The Courts are now beginning to recognize and address this problem. In Mahmoud v. Taylor (2025), the U.S. Supreme Court sided with Maryland parents who objected to LGBTQ storybooks being forced on their children without an opt-out. Decades earlier, in Mozert v. Hawkins County Public Schools, Christian parents challenged mandatory readings they believed violated their faith. These cases show that parental objections are not from people on the fringe. They come from parents’ deeply felt, legally cognizable concerns.

In a classic episode of The Andy Griffith Show, Buddy Ebsen plays a drifter who charms young Opie with stories of his carefree life, no school, no chores, just fishing and freedom. Opie begins to idolize him and copy his behavior.

Andy soon sees what’s happening. He confronts the hobo, who defends himself by saying the boy should be allowed to decide for himself. Andy answers with the kind of fatherly wisdom our age desperately needs. Andy responds:

“You can’t let a young’n decide for himself. He’ll grab at the first flashy thing with shiny ribbons on it. Then, when he finds out there’s a hook in it, it’s too late. Wrong ideas come packaged with so much glitter that it’s hard to convince ’em that other things might be better in the long run. All a parent can do is say ‘wait’ and ‘trust me’ and try to keep temptation away.”

The drifter, chastened, offers to leave, assuming the problem will be solved. But Andy corrects him again, saying:

“That’s where you’re wrong. That boy thinks just about everything you do is perfect. So, my problem is just beginning. You left behind an awful lot of unscrambling to be done.”

This is precisely where we stand with obscene, sexualized, inappropriate books accessible to children in our public schools.

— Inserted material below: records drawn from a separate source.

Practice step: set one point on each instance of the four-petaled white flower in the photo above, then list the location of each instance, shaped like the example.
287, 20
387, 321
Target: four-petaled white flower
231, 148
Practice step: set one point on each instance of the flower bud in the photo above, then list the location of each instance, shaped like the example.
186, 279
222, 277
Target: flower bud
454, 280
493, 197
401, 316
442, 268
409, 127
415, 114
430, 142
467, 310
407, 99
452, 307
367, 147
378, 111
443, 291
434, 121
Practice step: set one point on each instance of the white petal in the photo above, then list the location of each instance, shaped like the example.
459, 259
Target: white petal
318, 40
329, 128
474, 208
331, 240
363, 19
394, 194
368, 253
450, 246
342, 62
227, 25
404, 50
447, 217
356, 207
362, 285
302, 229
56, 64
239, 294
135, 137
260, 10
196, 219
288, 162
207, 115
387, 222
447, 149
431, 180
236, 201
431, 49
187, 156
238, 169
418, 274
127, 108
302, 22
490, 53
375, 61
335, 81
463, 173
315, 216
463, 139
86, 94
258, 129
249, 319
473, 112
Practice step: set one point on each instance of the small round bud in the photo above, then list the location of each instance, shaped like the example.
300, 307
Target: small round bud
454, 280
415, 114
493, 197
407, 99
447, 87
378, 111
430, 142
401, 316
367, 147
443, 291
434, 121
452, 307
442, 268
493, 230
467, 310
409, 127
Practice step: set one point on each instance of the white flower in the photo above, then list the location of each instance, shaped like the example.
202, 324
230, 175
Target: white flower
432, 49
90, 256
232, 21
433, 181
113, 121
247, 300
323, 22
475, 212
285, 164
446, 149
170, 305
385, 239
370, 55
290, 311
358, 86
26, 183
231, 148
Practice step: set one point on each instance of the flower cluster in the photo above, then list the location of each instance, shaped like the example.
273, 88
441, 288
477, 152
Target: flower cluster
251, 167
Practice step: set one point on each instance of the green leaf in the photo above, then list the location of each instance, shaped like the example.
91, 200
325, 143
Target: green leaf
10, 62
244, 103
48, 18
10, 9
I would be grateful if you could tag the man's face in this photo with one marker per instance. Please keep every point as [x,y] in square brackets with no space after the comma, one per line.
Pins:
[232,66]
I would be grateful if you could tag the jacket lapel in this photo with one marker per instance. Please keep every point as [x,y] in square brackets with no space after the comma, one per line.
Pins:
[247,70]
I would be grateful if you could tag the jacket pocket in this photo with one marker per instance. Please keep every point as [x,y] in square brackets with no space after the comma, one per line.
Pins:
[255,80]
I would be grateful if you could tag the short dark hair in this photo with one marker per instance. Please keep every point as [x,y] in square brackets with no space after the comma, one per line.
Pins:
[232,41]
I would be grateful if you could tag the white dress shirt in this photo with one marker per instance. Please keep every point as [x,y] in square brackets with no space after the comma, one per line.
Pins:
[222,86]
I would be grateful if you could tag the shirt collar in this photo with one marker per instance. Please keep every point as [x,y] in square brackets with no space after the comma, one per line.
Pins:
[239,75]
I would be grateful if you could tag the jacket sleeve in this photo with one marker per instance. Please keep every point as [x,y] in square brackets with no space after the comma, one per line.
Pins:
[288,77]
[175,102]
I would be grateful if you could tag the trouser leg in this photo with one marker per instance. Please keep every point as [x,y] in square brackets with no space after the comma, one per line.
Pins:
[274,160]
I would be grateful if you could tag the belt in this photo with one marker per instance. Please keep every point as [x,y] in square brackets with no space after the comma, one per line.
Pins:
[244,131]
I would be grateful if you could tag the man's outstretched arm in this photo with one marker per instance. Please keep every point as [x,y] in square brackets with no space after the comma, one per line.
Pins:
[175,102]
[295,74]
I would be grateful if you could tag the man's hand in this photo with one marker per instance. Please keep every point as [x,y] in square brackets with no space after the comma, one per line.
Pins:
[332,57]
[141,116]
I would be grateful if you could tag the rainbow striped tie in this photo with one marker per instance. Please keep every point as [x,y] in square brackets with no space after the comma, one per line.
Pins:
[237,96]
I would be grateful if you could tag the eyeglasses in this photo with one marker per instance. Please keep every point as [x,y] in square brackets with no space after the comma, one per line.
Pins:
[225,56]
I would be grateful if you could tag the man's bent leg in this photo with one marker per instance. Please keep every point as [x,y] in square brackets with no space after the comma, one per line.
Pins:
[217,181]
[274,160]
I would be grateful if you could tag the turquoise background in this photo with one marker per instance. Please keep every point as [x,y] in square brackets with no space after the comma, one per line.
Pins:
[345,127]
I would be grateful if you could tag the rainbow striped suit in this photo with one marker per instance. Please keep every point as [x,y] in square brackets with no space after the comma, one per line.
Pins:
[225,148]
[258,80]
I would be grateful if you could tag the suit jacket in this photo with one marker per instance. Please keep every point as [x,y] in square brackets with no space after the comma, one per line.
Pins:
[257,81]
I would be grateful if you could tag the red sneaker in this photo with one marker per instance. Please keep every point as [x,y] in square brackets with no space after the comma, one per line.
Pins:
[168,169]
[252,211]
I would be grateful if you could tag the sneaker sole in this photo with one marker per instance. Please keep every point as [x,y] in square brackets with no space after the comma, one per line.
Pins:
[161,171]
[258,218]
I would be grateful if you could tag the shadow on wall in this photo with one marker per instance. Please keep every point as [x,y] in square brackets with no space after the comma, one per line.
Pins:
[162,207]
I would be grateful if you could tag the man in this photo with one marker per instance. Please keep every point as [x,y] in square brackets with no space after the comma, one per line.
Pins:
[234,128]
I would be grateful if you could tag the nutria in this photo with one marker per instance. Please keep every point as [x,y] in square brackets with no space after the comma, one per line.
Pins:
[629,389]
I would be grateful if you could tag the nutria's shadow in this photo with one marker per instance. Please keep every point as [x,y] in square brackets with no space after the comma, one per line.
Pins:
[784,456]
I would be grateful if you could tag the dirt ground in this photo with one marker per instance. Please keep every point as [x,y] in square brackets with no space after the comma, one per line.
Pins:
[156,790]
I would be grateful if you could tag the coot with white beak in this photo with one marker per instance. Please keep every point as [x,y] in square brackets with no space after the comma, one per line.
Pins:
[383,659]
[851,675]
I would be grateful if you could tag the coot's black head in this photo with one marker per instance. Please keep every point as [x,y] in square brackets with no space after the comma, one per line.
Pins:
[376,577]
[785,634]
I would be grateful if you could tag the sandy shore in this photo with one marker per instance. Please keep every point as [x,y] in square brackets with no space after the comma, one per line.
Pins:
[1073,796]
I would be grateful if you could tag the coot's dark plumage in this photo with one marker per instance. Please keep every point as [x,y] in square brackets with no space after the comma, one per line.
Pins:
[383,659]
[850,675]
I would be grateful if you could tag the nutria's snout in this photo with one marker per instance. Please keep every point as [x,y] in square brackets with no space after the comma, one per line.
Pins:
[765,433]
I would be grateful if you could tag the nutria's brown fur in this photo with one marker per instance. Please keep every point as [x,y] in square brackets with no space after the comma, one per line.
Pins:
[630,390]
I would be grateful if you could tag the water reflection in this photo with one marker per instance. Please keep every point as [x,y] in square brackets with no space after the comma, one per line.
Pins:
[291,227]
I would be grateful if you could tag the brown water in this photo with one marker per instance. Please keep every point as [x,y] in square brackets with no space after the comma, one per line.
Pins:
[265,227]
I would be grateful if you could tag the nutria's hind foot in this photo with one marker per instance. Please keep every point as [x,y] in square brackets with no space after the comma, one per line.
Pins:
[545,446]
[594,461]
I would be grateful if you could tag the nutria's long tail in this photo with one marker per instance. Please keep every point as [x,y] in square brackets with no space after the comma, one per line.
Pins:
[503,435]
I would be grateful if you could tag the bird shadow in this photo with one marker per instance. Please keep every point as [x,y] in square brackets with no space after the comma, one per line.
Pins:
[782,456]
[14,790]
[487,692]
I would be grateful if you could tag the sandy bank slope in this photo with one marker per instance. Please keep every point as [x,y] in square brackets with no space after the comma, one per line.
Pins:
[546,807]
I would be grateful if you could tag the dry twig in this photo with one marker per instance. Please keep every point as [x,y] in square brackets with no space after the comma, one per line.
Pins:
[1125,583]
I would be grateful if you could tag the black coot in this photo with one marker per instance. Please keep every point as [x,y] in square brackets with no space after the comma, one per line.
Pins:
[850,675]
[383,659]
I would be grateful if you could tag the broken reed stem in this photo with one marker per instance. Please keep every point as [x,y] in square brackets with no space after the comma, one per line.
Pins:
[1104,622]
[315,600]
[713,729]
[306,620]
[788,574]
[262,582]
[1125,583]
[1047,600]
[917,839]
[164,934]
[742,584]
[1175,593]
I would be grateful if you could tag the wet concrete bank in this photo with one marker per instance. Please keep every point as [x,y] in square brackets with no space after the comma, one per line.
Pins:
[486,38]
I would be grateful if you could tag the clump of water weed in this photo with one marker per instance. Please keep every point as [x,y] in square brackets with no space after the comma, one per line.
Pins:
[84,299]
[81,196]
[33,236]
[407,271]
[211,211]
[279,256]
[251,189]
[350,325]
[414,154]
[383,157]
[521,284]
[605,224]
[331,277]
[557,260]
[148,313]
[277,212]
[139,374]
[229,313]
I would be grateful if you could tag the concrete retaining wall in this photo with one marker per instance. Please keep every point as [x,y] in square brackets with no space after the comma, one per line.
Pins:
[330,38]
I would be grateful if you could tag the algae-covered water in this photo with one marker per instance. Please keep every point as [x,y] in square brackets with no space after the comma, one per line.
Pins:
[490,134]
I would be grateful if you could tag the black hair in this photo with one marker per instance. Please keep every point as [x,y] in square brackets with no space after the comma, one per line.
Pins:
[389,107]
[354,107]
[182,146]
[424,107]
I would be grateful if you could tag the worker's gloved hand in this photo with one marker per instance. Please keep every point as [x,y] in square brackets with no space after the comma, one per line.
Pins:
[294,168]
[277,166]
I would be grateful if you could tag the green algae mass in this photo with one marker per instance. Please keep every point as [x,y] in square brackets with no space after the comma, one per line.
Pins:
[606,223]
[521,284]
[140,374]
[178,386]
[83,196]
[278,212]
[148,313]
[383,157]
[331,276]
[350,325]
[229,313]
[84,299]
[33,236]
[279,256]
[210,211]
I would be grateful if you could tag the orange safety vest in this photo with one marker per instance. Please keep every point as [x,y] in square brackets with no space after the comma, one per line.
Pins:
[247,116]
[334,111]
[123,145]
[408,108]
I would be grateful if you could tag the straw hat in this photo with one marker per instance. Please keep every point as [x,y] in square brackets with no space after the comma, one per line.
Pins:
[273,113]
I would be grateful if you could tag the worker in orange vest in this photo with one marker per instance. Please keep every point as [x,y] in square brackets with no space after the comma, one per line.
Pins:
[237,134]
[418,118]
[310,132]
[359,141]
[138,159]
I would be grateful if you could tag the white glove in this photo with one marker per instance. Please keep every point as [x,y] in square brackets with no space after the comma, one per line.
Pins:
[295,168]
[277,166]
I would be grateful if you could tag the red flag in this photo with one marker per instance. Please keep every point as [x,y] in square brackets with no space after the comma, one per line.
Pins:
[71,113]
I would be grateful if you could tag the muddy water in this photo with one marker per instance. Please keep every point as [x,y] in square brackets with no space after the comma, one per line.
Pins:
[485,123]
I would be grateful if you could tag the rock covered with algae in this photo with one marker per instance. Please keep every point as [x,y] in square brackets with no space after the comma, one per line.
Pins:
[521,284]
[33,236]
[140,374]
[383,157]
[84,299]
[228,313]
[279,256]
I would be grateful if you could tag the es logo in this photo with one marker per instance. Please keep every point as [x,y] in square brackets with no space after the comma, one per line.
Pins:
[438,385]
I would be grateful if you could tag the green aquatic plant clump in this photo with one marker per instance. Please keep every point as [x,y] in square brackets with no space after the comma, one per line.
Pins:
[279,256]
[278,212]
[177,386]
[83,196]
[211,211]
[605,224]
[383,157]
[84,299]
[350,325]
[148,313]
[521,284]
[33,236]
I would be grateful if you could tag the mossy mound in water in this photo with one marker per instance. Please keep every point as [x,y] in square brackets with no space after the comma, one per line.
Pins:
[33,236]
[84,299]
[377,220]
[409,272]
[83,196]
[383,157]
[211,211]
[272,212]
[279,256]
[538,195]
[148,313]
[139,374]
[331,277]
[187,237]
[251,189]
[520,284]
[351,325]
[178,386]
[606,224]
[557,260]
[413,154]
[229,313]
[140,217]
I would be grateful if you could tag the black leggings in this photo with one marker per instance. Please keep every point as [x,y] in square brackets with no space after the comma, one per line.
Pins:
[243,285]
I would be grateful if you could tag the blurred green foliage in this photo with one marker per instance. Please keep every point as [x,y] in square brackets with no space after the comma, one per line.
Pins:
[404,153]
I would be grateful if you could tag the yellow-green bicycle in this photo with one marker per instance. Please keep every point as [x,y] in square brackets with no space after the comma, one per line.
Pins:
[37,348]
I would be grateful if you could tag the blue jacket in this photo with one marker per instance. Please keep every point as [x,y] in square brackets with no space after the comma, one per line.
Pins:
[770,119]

Like the hobo’s stories, they look colorful – “flashy things with shiny ribbons on it.” But once the hook is set in a young heart, “unscrambling” the damage can take years. Sadly, it may not be possible at all. HB 636 is an effort to keep temptation away before it ever reaches our children’s hands.

This is not censorship; it’s Mayberry-plain common sense and biblical stewardship of our children’s souls.  The North Carolina Senate needs to act on this bill!

Rev. Mark Creech

Rev. Mark Creech

Rev. Mark Creech is a longtime pastor and former executive director of the Christian Action League of North Carolina. He now writes and speaks on issues of faith and culture and heads public relations for Return America.